Check Protein Product Labeling
Product labeling includes a listing of the total protein gram amount, which is based on the total nitrogen content. Because of this, while isolated amino acids are technically not “protein,” they contribute to the total protein amount. When protein spiking occurs, consumers do not receive a complete protein source and do receive increased levels of some of the least effective amino acids. This means that full supporting muscle protein synthesis may not occur.
Different products utilize different amounts of inferior amino acid product(s). In fact, some reports indicate that protein spiking may account for about half of a product’s total protein content. This means, if you believe you are receiving 20 grams of high quality, complete protein from each serving of your protein product, you may only be receiving 10 grams of good protein and 10 grams of protein filler.
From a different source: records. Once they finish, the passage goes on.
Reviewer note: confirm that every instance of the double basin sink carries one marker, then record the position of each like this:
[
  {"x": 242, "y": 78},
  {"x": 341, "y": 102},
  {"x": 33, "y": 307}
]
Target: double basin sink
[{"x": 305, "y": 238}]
Class Action Lawsuit Filed Over Protein Spiking Allegations
Consumers who use protein products should be looking at the label’s ingredient list. Some type of protein will likely be listed. For example, expect to see whey concentrate, isolate, or a combination of these two items. Other proteins, such as egg or casein (milk protein) may be listed. If the remainder of the list contains singular amino acids, such as l-glycine or l-taurine, you may be the victim of protein spiking. Both of these ingredients are very inexpensive, tasteless amino acids that are much cheaper than whey protein and will trick the protein test. Creatine is another cheap amino that is a combination of the amino acids l-glycine, l-arginine, and l-methionine. In some cases, names are also created to hide the inclusion of the inferior aminos, such as “NOS Complex,” which is a combination of l-arginine and l-taurine, or “Muscle Recovery Matrix, which is a combination of creatine and l-glycine.
NBTY’s Body Fortress Super Advanced Whey Protein
Parker Waichman LLP, along with Seeger Weiss LLP and Barbat, Mansour & Suciu PLLC, filed a class action lawsuit against parent company NBTY, Inc. and its subsidiaries, United States Nutrition; Inc. and Healthwatchers, Inc., over allegations of protein spiking. Specifically, allegations include that Body Fortress Super Advanced Whey Protein does not contain the amount of whole protein that is claimed on the product’s label. The lawsuit was filed on August 25, 2014 in the United States District Court for the Eastern District of New York (Case No.: 1:14-cv-05030).
The lawsuit indicates that whey protein is a complete protein source containing all of the essential amino acids needed to build protein-based compounds, such as muscle tissue, skin, fingernails, hair, and enzymes. Amino acids, while the building blocks of protein, do not offer these benefits, the lawsuit also indicates.
Allegations include that Body Fortress’ label indicates that the product contains 30 grams of protein per serving; this figure allegedly includes free form amino acids, including glycine, threonine, L-glutamine, leucine, valine, and isoleucine; the non-protein amino acid, taurine; and the non-amino acid compound, creatine monohydrate. Testing found that the true per-serving whey protein content is 21.5 grams when protein-spiking agents are removed.